Outros se reinventaram. Veja só que Star Wars não só conseguiu entregar uma nova trilogia, juntar bilhões na bilheteria e decepcionar (deixa eu calcular…) 52% de seus fãs com o último filme. Pelo menos no Disney+, o Mandaloriano está indo muito bem, obrigado.
É muito insano pensar que não vai demorar nada para que filmes de super-heróis sejam considerados coisa do passado. Bregas, sem valor, ridículos. Poxa, nem as séries da Marvel sobrevivem (se bem que, dado o assunto, WandaVision nasceu… nos anos 50 né)?
O Loki acabou de admitir ser bi! O que mais vocês querem, pós-pós-pós-modernistas?
Eu sou o cara que ainda ouve (e aprende com) Pink Floyd. É o tipo de banda, de artefato cultural, que sobreviveu algumas gerações. Será que meus netos vão ouvir K-Pop? Serão fãs da Pixar (como nós somos)? Serão fãs de anime como… Bem, quase todo mundo da minha idade?
"Eu não aguento esses jovens de hoje", diz o jovem de ontem, reclamando da própria geração.

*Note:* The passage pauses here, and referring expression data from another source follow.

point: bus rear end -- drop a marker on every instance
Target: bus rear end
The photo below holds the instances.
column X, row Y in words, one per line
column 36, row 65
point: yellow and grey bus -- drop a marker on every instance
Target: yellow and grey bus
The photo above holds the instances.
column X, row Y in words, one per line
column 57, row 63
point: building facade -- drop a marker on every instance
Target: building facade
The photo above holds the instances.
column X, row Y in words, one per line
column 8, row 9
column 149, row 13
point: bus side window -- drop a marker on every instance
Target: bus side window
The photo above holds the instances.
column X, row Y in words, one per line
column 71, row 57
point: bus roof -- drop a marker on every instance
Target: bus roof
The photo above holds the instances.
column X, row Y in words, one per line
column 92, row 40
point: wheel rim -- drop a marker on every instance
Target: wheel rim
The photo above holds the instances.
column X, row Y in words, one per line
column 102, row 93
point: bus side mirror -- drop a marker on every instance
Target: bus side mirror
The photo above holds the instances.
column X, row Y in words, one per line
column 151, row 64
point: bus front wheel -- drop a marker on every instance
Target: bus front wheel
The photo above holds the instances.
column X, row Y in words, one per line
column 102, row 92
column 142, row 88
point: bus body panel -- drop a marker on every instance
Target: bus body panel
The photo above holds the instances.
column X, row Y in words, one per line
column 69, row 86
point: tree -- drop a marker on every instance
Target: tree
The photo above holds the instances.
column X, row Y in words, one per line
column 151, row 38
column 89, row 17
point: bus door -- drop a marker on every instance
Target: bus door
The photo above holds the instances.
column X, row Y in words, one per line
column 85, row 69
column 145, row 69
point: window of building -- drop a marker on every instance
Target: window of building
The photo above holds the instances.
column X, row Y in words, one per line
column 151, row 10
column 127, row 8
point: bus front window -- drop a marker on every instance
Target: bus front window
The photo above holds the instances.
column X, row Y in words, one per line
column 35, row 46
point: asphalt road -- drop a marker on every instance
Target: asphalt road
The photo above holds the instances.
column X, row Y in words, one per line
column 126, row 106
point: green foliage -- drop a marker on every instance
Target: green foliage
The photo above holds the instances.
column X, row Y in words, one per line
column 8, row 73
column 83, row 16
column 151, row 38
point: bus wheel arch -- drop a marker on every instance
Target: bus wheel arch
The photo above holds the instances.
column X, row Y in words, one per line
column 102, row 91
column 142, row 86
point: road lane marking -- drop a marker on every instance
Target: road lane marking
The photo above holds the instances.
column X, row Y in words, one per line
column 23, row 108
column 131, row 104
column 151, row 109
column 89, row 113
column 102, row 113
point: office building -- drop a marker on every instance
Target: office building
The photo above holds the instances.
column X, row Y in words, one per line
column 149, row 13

Hã? (Imagem - Divulgação)
Penso no Bo Burnham e no excelente especial de comédia que ele lançou no Netflix. É, basicamente, um Millenial reclamando da cultura da internet de hoje. E descubro que é a nossa sina, de nos tornarmos nossos pais. Gente que reclama da cultura alheia (apesar que o Burnham tem muita razão de reclamar).
O futuro, literalmente, de “ser passado”, vai chegar para todos. E para o pessoal que dominou a cultura pop nos últimos tempos, já chegou.
Tolkien? Cringe. Douglas Adams? Cringe. Se chamar de nerd, em resumo? Sim, “crinjou”. E aí já passamos dos limites. Quando declararam que tomar café da manhã (costume que levei anos para aperfeiçoar) está no balde do cringe, alguma coisa precisa ser feita.
Temos que - com todo o respeito - ignorar a juventude.
Se o guri que nunca soube o que é uma conexão discada passar na sua frente e caçoar do seu calçado, da banda na sua camiseta, do filme no seu stream ou do game no seu console (Super Mario? Faça-me o favor!). Erga o copo de Coca-cola Zero e saúda o delinquente.
Não minta. Você lembra. Não é brinquedo não. (Imagem - Jayme Monjardim/Globo)
Passamos por um governo Collor. Fomos ao cinema ver o terceiro filme da série Matrix. Ouvimos RBD. Lembramos quem é Kléber Bam-Bam. Nós lemos a Saga do Clone. Assistimos a novela O Clone.
Os mais velhos de nós nem nasceram numa democracia.
Chamar a gente de Cringe é quinta-feira.
Ser velho é ter casca grossa.
*- é claro, Metallica é cringe.
**- Cringe, Muito Cringe, Meu Deus ela vira um falcão??